Two unmanned airplanes were seen above the town of Miran Shah in the North Waziristan tribal region minutes before missiles hit a house near a matchbox factory Saturday, two intelligence officials said.

The officials spoke on condition of anonymity because they were not authorized to speak to the media. They said local informants reported no foreigners among the dead.

Army spokesmen could not immediately be reached for comment.

Also Sunday, security forces waging an offensive in the Bajur tribal region killed at least 25 more suspected militants, government official Jamil Khan said.
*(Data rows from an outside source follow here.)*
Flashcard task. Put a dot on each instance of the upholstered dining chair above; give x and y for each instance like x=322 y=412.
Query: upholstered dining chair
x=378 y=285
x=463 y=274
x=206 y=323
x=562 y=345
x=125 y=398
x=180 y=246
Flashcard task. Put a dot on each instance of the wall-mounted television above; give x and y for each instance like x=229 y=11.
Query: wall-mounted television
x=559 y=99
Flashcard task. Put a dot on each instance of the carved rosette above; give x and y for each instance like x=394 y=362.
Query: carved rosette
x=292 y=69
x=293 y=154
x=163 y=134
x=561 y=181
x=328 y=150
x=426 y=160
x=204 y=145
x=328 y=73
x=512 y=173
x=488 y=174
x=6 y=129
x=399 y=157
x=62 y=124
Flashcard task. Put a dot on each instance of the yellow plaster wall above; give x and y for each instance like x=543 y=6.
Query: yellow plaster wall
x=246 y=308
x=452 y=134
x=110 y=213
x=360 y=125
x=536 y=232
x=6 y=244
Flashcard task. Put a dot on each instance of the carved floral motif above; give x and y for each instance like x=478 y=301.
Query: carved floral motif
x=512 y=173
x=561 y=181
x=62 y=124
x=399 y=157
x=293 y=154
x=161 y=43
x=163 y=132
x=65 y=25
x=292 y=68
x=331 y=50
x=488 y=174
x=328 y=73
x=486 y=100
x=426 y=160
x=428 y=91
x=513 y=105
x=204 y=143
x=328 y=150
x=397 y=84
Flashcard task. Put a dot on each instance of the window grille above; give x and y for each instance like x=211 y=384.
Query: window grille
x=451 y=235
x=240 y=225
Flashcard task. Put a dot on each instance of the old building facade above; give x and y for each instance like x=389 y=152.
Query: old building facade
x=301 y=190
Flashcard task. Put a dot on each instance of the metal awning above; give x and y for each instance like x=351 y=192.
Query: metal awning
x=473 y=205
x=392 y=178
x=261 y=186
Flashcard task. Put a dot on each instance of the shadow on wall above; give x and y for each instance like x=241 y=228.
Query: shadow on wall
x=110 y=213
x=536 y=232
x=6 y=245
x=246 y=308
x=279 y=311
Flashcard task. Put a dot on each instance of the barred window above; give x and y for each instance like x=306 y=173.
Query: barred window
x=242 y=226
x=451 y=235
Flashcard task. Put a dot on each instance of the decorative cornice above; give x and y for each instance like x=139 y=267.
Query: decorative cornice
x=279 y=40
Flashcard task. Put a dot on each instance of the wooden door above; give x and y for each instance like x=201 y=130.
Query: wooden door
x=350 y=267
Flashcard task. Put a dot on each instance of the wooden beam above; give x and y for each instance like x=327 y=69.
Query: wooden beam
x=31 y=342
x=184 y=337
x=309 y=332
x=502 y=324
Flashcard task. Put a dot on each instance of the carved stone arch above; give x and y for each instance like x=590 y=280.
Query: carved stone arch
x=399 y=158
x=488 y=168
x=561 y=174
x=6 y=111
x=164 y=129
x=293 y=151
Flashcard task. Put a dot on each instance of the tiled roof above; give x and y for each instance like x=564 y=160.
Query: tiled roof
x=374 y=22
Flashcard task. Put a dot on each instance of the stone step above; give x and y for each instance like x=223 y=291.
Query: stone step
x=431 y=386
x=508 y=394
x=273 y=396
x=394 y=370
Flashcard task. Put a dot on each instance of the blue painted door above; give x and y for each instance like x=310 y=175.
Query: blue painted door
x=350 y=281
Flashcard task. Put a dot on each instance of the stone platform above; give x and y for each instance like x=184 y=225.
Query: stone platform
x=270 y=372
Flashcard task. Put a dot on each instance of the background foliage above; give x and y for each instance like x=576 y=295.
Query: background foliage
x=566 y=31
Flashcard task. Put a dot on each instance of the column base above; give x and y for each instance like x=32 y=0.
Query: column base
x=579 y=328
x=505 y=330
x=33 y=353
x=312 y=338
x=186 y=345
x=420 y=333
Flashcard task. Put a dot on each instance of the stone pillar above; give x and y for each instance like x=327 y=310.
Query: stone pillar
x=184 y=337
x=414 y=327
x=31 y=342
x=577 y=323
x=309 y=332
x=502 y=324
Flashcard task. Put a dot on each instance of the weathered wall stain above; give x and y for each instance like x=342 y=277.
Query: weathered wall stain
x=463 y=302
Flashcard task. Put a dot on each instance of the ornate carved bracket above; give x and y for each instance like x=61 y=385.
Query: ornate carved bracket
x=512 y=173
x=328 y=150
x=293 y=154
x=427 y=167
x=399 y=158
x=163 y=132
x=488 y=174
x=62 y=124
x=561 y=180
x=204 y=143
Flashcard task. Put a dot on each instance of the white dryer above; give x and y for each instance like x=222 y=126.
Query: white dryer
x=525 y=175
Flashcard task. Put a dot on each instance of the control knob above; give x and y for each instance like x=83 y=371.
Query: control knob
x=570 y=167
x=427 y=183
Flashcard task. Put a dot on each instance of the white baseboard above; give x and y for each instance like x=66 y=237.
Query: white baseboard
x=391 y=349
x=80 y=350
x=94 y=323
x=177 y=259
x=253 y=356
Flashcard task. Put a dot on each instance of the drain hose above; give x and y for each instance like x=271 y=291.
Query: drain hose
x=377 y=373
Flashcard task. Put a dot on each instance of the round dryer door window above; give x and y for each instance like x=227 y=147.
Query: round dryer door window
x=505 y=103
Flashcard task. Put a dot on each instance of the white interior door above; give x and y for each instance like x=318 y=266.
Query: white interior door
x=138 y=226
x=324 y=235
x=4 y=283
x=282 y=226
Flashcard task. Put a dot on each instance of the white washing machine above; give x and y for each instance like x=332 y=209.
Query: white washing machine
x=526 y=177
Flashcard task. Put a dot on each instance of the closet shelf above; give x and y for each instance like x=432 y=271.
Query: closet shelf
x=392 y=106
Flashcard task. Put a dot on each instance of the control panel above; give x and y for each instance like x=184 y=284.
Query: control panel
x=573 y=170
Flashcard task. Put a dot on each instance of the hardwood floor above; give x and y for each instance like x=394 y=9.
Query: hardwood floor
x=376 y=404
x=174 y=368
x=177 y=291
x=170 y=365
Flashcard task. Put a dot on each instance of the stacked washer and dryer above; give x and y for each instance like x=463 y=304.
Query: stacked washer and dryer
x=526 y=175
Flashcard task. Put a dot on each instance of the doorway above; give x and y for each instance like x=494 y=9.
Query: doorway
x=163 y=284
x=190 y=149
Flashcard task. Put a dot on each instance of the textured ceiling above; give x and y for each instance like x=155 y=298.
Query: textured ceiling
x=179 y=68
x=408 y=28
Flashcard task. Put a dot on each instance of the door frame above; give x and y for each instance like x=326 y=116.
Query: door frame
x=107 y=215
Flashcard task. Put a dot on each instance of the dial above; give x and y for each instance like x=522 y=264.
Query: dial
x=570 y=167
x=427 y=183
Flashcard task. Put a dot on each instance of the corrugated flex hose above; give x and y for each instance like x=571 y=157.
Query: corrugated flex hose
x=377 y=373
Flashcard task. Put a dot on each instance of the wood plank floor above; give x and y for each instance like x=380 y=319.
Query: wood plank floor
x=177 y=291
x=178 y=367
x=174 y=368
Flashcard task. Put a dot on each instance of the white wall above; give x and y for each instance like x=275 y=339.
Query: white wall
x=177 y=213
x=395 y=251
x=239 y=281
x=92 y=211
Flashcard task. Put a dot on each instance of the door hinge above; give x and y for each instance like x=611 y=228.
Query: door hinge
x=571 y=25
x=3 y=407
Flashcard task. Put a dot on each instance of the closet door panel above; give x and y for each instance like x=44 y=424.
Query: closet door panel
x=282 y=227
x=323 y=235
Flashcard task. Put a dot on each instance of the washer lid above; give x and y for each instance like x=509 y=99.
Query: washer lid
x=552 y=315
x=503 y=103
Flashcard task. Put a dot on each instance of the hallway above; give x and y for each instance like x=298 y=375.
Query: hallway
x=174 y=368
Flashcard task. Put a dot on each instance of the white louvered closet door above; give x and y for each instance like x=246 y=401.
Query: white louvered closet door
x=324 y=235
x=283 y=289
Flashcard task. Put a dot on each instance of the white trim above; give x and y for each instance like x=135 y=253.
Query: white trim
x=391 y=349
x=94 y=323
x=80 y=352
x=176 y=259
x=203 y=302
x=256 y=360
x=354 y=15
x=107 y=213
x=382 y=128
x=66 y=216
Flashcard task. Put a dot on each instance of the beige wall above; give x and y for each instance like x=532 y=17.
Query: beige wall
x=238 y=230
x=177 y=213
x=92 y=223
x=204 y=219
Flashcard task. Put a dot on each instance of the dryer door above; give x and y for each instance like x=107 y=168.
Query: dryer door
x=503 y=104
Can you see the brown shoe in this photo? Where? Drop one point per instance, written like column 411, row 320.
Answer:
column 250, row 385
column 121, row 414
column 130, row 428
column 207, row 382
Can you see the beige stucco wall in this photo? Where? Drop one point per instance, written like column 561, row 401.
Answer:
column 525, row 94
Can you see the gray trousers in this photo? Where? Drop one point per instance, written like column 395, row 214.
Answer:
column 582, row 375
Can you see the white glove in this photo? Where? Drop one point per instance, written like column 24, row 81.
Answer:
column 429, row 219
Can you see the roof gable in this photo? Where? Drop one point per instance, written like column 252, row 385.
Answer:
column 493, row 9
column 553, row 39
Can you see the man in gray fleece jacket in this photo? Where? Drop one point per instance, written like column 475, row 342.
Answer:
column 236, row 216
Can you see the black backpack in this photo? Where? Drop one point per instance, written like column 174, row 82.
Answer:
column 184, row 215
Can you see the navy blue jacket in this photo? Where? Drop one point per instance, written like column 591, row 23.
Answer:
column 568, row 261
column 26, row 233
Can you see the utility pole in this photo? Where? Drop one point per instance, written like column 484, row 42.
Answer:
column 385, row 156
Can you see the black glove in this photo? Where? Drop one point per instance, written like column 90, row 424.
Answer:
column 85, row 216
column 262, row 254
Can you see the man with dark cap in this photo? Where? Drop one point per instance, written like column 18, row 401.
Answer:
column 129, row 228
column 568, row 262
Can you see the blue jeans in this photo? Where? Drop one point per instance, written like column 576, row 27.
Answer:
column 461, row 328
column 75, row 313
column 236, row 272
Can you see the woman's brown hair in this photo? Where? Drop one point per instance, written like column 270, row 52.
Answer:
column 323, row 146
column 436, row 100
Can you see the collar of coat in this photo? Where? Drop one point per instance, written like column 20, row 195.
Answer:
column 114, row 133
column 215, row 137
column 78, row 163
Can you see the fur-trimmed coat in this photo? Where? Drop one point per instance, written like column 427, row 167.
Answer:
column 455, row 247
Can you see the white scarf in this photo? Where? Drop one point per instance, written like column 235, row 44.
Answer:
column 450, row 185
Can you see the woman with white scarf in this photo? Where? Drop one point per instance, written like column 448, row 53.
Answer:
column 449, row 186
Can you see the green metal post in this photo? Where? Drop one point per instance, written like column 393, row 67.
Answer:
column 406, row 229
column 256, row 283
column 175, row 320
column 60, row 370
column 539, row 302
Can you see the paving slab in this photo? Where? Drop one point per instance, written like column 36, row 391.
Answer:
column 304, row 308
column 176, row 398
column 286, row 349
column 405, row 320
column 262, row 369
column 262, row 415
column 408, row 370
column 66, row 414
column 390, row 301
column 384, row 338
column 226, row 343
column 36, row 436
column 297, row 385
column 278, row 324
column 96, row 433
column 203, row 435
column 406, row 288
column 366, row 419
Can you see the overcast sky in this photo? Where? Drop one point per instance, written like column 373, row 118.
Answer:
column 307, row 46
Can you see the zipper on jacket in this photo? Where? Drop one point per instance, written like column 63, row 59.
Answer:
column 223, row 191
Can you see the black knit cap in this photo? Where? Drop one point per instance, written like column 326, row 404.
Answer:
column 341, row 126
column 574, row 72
Suspected militants killed in clashes
Khan told the AP that helicopter gunships shelled militants' bunkers overnight in the Charmang area of Bajur, killing at least 10 people. During the day Sunday, 15 more suspected militants were killed in the clashes, he said.

Insurgents were fighting a local tribal militia formed to rid the area of militants. Two local tribesmen also were killed, Khan said.

Al-Qaida, a mainly Arab terror network, and the Taliban, which has both Afghan and Pakistani components, have established bases in Pakistan's tribal regions, where they are said to plan attacks on U.S. and NATO forces across the border in Afghanistan.

Under U.S. pressure, Pakistan has carried out military offensives against insurgents while also trying to woo various tribes to turn against extremists. But the U.S. has recently signaled its impatience with Pakistani efforts by apparently staging several cross-border assaults.

The latest strike brings to at least 12 the number of cross-border missile attacks believed carried out by the U.S. since mid-August. More than 100 people, most of them alleged militants, have been killed, according to figures provided to the AP by Pakistani intelligence officials.

The United States rarely confirms or denies the attacks. Pakistani leaders routinely criticize the strikes as violations of sovereignty, but those protests have had little tangible effect on the two nations' anti-terror alliance.

The military has said its two-month-old offensive in Bajur has killed more than 1,000 insurgents.